Senate Judiciary is hoping to incorporate language from other patent litigation bills into a bipartisan compromise, most notably provisions from the Patent Abuse Reduction Act (S-1013), Lee said Wednesday. A compromise S-1720 could more closely resemble HR-3309 than its original iteration, he said. S-1013, sponsored by Sen. Jon Cornyn, R-Texas, includes language addressing a revamp of court rules related to patent litigation, including language that would expand a judge’s discretion to allow fee-shifting. A fee-shifting provision will be crucial to getting Republican support for a final bill, Lee said. It’s less certain whether S-1720 will include a provision expanding the Patent and Trademark Office’s (PTO) covered business method (CBM) patent review program, he said. The America Invents Act created the CBM program in 2011, and Lee said he would like the program to wait until the program has been in effect for a longer period “before we expand it."

Meanwhile, the Senate Commerce Committee has temporarily delayed its consideration of the Transparency in Assertion of Patents Act (S-2049). The committee said Tuesday night it would be moving a planned markup of S-2049 and seven other bills from Wednesday to March 12. The meeting is set to begin at 2:30 p.m. in 253 Russell. Senate Commerce had appeared to be fast-tracking its consideration of S-2049 last week, announcing the markup days after Sen. Claire McCaskill, D-Mo., introduced the bill. S-2049 remains so new that it’s still not clear how much support it has among members of Senate Judiciary, industry stakeholders told us. But “I'd have to assume that [McCaskill] feels she’s got that support or she wouldn’t have gone to markup so quickly,” said Matt Levy, Computer & Communications Industry Association patent counsel.

S-2049 is “yet another approach” to dealing with pre-litigation demand letters, Lee said. S-1720 also includes language addressing demand letters, as does HR-3309. Rep. Jared Polis, D-Colo., who backed HR-3309, said he is continuing to push for House passage of the Demand Letter Transparency Act (HR-3540). That bill would require most entities that send out pre-litigation demand letters to submit detailed information to the Patent and Trademark Office if they send a specific number of demand letters during a 365-day period. HR-3309 ultimately included some language addressing demand letters, but Polis said he believes the House needs to pass more detailed language on that aspect of patent litigation. The demand-letter language in S-1720 is “simpler” than what’s included in HR-3540, but it does not represent “substantial differences,” Polis said.

Congress must ensure a final conference bill on patent litigation “is a substantial bill that actually deals with patent trolls,” Polis said, cautioning against the Senate passing a bill simply for the sake of passing a bill. A final bill must address “the need to make money off patents,” said Benjamin Berman, deputy general counsel of travel search engine Kayak, calling patent assertion entities (PAEs) “today’s Mafia."
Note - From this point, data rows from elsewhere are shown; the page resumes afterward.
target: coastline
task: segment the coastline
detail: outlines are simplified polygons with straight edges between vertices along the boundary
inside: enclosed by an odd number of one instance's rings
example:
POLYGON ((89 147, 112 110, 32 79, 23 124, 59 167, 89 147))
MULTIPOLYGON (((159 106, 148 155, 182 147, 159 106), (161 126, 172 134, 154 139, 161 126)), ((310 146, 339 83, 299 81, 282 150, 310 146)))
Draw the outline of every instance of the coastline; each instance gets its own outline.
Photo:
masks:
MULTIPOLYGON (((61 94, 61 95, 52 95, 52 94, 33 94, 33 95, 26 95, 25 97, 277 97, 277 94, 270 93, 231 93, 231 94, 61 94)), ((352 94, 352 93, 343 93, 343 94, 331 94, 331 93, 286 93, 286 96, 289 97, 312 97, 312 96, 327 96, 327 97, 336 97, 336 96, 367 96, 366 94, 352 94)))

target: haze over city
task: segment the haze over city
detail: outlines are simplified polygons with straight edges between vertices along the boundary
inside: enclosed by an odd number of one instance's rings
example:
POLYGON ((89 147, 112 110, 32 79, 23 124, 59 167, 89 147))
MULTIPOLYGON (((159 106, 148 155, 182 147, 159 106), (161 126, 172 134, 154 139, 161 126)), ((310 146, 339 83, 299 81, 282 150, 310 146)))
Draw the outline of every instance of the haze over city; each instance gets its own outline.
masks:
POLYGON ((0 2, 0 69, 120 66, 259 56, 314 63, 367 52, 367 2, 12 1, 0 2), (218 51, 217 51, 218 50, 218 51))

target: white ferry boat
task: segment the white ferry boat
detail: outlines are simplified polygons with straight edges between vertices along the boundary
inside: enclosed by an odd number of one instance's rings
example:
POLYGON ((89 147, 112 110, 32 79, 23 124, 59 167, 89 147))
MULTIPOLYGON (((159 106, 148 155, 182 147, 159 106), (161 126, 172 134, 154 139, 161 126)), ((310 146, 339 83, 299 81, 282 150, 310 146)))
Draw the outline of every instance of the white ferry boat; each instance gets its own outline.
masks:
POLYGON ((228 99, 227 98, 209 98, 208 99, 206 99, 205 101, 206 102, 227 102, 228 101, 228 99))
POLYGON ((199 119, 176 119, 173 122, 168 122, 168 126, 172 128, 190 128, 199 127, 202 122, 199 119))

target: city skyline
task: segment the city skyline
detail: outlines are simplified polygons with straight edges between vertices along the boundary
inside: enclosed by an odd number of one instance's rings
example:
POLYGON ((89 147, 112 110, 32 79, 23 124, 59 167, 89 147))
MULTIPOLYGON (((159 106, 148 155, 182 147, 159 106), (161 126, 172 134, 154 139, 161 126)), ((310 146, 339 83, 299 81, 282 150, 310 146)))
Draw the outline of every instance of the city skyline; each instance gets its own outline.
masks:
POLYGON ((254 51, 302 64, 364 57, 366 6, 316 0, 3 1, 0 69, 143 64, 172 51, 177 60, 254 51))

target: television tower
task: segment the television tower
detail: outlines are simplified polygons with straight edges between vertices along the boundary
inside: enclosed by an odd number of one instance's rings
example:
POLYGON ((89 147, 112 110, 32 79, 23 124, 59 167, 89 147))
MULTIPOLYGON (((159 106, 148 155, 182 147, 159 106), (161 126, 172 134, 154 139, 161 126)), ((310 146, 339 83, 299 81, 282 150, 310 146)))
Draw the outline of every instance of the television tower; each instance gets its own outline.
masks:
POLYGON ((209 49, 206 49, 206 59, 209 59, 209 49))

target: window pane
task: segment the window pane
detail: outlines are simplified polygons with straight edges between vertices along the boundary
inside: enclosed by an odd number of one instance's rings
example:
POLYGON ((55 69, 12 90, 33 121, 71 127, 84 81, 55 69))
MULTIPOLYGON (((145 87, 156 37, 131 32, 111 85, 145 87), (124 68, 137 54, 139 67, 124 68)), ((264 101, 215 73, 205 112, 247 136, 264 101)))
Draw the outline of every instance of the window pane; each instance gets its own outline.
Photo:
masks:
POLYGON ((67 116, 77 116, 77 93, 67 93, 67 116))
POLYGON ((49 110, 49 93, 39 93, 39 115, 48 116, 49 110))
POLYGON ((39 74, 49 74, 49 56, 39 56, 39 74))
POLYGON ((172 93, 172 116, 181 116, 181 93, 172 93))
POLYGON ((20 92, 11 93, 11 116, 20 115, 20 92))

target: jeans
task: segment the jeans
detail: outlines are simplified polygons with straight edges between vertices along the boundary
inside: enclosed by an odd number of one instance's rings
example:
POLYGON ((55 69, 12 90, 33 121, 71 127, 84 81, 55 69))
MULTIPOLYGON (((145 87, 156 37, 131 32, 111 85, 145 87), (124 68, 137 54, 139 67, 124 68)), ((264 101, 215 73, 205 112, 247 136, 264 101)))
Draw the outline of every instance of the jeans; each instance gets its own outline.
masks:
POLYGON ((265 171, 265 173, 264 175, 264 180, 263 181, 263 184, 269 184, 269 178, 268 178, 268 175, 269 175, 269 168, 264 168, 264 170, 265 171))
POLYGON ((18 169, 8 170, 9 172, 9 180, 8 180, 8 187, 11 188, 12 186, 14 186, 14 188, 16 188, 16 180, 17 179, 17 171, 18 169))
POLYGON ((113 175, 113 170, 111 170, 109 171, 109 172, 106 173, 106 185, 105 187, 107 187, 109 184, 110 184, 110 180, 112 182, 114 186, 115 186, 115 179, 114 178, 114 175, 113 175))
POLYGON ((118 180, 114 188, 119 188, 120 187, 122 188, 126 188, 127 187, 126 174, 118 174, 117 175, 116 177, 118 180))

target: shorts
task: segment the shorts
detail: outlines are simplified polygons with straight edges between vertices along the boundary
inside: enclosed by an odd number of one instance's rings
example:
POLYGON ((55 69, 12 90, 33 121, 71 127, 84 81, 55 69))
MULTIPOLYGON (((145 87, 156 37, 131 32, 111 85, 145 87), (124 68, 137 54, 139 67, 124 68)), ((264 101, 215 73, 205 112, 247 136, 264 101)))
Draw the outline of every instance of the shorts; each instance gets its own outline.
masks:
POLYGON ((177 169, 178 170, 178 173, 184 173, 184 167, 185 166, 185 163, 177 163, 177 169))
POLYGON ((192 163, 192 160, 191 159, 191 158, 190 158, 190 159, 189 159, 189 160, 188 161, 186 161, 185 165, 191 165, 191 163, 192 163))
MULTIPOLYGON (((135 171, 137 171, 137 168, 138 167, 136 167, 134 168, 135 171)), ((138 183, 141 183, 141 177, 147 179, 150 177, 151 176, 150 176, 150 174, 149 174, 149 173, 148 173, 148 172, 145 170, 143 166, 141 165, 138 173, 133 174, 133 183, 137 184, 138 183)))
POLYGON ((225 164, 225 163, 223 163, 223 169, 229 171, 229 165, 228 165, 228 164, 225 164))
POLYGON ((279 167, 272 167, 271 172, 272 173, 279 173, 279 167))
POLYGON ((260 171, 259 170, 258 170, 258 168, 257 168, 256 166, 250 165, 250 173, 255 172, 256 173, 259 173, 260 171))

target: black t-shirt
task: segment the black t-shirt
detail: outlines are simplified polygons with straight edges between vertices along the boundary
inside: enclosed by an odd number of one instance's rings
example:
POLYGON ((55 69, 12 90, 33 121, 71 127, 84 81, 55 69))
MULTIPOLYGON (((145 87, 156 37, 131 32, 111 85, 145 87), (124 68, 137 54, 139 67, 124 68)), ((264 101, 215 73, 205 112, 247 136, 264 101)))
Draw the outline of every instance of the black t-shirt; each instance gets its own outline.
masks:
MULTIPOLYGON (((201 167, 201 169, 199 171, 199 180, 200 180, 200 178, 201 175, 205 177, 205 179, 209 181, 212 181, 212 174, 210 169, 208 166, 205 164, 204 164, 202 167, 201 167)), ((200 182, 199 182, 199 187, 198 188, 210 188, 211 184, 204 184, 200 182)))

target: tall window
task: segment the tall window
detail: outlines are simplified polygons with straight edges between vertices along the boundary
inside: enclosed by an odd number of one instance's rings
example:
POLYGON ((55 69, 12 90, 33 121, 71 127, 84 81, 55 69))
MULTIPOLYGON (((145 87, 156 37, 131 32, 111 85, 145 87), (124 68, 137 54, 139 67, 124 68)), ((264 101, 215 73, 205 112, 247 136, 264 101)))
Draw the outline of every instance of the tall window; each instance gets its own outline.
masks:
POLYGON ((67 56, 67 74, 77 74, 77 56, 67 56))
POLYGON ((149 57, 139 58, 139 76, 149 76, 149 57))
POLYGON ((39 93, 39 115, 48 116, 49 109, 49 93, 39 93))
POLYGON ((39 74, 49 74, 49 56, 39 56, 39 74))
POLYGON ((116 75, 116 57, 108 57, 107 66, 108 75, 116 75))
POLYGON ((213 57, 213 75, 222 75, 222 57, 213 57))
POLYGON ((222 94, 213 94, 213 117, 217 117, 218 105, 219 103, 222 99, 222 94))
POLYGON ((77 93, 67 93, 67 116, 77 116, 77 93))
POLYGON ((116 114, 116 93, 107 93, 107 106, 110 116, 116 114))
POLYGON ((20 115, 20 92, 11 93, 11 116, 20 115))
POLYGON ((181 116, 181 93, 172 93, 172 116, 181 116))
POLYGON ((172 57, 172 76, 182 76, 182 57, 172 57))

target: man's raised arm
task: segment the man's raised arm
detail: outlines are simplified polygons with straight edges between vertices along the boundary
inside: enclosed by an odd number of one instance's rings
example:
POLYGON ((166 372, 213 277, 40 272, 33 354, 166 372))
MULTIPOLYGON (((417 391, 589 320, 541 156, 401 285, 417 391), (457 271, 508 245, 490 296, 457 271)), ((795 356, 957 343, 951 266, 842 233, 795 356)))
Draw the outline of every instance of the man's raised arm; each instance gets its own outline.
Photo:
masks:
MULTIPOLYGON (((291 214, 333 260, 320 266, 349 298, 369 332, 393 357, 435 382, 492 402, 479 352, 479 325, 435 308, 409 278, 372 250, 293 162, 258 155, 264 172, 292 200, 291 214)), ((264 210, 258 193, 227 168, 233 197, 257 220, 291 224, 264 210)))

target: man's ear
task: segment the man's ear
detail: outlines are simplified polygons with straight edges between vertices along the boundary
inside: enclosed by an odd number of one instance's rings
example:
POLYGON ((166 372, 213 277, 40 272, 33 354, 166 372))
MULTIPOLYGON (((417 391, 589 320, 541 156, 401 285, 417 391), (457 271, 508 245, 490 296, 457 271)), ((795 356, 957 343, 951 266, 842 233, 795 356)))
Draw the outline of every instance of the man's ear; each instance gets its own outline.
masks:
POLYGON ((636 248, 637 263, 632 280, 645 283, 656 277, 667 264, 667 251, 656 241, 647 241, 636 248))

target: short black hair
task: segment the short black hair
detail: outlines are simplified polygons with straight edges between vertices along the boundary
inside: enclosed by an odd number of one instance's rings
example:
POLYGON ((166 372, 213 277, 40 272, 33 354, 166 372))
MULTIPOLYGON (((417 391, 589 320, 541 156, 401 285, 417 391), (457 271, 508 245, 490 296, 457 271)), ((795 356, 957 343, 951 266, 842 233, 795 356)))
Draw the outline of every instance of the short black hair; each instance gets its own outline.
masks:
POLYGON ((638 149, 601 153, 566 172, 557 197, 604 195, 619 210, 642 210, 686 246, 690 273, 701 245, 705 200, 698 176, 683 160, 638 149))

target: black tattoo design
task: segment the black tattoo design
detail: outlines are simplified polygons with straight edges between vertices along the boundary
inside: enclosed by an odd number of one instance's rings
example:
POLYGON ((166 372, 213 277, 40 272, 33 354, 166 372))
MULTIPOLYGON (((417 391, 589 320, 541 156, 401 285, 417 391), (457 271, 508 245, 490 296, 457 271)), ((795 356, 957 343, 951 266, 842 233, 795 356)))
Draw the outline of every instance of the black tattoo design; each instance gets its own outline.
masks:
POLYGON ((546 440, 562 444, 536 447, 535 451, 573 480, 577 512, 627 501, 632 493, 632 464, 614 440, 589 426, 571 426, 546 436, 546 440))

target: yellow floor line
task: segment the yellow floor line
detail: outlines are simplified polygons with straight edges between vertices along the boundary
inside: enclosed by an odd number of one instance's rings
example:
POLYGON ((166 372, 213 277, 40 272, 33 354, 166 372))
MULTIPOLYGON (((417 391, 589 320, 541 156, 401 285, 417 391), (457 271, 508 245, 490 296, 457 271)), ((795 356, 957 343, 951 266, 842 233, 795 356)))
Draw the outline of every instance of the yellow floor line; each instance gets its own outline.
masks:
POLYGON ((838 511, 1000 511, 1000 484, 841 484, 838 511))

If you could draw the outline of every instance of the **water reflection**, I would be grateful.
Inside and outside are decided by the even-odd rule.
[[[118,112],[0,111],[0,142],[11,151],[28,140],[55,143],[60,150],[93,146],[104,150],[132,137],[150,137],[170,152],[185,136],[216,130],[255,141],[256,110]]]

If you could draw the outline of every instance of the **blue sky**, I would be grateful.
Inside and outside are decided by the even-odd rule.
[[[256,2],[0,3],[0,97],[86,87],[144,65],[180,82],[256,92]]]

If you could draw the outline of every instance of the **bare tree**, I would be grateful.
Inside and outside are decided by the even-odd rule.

Critics of provisions in some of Capitol Hill’s patent revamp bills said Wednesday that lawmakers should refocus the legislation. Intellectual Ventures, a PAE, believes any changes “should be narrowly tailored” and should focus on “the most egregious issues,” said Russ Merbeth, chief policy counsel. Legislation that is too broad would “cripple” patent research at U.S. universities, said John Vaughn, Association of American Universities executive vice president. “We will pay a heavy price.”